'Super-Palindromic' Sequence Of +-1's
Leroy Quet
qq-quet at mindspring.com
Tue Oct 21 01:30:15 CEST 2003
I posted the below to sci.math. But in regards to that group, I was more
interested in the generating function for the sequence.
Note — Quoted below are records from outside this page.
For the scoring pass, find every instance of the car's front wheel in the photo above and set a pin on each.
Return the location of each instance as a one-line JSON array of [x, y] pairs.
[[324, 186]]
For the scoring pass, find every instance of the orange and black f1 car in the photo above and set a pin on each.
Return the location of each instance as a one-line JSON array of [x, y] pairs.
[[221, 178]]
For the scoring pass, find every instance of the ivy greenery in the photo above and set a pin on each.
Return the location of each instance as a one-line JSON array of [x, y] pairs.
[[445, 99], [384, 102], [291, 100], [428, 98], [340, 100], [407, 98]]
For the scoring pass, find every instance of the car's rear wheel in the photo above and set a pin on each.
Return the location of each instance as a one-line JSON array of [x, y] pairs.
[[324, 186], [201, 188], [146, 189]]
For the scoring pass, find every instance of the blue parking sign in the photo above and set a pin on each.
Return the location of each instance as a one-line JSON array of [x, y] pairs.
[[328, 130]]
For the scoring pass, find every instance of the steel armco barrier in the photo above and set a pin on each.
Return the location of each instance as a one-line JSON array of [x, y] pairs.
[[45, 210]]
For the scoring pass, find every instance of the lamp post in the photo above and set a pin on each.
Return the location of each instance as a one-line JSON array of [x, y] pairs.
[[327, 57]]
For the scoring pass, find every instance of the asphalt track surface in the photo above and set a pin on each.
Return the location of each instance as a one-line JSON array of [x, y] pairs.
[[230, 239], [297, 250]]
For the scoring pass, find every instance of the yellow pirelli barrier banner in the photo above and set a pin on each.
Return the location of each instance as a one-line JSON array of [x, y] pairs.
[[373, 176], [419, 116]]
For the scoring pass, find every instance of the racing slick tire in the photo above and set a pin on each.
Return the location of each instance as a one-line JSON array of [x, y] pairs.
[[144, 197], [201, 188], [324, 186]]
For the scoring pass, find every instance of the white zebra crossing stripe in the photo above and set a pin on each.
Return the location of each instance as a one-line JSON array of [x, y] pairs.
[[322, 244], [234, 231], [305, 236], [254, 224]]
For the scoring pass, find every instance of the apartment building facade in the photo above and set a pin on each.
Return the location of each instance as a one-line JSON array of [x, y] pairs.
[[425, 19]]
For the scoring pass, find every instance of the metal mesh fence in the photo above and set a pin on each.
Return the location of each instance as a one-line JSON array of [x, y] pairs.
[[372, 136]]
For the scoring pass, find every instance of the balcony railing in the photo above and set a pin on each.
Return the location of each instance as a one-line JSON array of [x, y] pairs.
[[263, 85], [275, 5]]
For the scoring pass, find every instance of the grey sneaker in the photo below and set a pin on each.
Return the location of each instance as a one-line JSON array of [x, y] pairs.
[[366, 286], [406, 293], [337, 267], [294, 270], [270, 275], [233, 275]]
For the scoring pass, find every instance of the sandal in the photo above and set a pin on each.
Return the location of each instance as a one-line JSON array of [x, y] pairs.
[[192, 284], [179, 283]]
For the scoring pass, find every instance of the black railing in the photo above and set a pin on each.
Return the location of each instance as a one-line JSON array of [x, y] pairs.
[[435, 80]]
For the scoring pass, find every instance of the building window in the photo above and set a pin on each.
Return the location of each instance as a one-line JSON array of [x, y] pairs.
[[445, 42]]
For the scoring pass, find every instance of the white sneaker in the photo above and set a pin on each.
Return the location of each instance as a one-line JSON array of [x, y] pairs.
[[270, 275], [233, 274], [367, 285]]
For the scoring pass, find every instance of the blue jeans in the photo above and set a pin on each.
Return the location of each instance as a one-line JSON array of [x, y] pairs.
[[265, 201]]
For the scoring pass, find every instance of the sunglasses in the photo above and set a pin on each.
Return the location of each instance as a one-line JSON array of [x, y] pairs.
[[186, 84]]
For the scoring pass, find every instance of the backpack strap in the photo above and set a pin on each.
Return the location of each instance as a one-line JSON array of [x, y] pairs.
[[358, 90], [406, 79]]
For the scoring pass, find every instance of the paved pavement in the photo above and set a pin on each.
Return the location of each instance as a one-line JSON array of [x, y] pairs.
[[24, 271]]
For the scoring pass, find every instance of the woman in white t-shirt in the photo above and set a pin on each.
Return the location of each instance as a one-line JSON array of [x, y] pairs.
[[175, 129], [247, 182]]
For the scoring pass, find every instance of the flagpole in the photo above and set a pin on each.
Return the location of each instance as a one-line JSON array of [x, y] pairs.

Here, however, I am more interested in the sequence itself.
Is there an easy and direct (unrecursive) way to determine the sign
before each 1?
And, this brings up a good point regarding the EIS too.
Is there a way to do a search where ONLY sequences with the properly
signed integers appear?
Sequences like the one below get a lot of matches, but (in my opinion)
needlessly.
(Did not we recently discuss this topic on seq.fan?)
thanks,
Leroy Quet
the post:
----
This is a little like what I discuss at these threads:
http://groups.google.com/groups?hl=en&lr=&ie=UTF-8&safe=off&threadm=b4be2fd
f.0303281748.762fa20d%40posting.google.com&rnum=3&prev=
http://groups.google.com/groups?hl=en&lr=&ie=UTF-8&safe=off&threadm=b4be2fd
f.0303251950.25d8d0e5%40posting.google.com&rnum=7&prev=
Let A(0) = {1} = {a(0)};
Let A(n+1) = {A(n),-a(n),A(n)},
for all n >= 0,
where a(n) is the n_th term in each sequence A where a(n) is defined.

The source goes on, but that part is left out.